Why 2 is incorrect: Traditional training is still important for basic skills such as learning programming languages, development tools, and good software engineering techniques. However, mentoring can enhance this training, and is an important part of InnerSource.

Why 3 is correct: On a large project, one team often produces services consumed by other teams. The team coding the service often doesn’t understand the ultimate purpose and requirements as well as the teams that build upon the service. InnerSource improves communication between teams, and lets the team with the greatest knowledge of the user put its code directly into another team’s code base after vetting by the host team.

Why 4 is incorrect: Requirements are not closely related to the decision to use InnerSource. For instance, InnerSource allows developers inside and outside a team to negotiate features as they go along. It is compatible with either a rigid requirement setting (a waterfall model) or a loose requirement setting (an agile model). But because InnerSource tends to devolve power and decision-making to outer leaves of the organization, including individual developers, it encourages people to set their own requirements within the context of the project, and to change them to meet new aspects of the environment.

SEGMENT: InnerSource Principles

TIP: More than one answer may be correct in some questions.

Question 1. Trusted committers should:
  1. Serve as role models

  2. Stop their own coding to take on the role

  3. Increase their scrutiny of contributed code

  4. Review code written by their own team

Correct answers: 1, 3, 4

Why 1 is correct: Trusted committers are chosen because of their superior performance at coding tasks and their commitment to building a community.
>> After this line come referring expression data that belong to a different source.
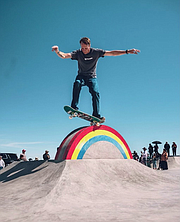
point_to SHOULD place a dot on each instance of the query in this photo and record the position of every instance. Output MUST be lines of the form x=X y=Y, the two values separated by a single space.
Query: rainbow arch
x=76 y=144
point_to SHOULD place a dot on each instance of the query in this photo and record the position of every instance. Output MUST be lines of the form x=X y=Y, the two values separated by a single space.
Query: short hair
x=85 y=40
Therefore, their behavior serves as a model to others in the pursuit of better code and a stronger community. Many contributors aim to become trusted committers.

Why 2 is incorrect: Trusted committers continue to participate fully in all the activities of their team. The trusted committer role intensifies their contributions, rather than replacing them. They also need to keep coding (although probably not as much as before) in order to understand their team’s code well enough to help outside contributors and judge their work. Finally, the trusted committer role is temporary for some developers, and they plan to go back to full-time coding.

Why 3 is correct: When a single team develops its own code, team members tend to share a tacit understanding of the code and its goals. They may need no vetting, or may provide minimal vetting. InnerSource brings in outside coders who need more careful checks of their code, because they will come to the project with their own views and experiences.

Why 4 is correct: All contributions can benefit from a second pair of eyes. So trusted committers review code both from outsiders and from their own team.

Question 2: Trusted committers mentor others primarily by:
  1. Responding to code submissions with constructive feedback and advice.

  2. Writing excellent code themselves.

  3. Conducting in-person trainings and presentations.

  4. Pair programming.

Correct answer: 1

Why 1 is correct: Education is often most effective and long-lasting when learners focus on specific projects and derive general lessons from their own efforts. Few learning experiences are more powerful than asking someone to write code and then explaining how it can be improved. This is a key role for the trusted committer.

Why 2 is incorrect: Writing great code is a wonderful preparation and prerequisite to being a trusted committer, but mentorship is more than example. Mentorship must actively try to teach others and improve their ability to code in the project.

Why 3 is incorrect: Each trusted committer role is coupled to a specific project and is designed to help individual code contributions to have the support that they need for their contributions to be accepted into the code base. Most trainings and presentations are designed with a large audience in mind and so have a more generalized topic. Trusted committer mentorship mostly happens at a one-on-one level.

Why 4 is incorrect: While pair programming can be done remotely, there’s no guarantee that contributors can coordinate specific times with trusted committers. Trusted committer mentorship happens mostly asynchronously and digitally.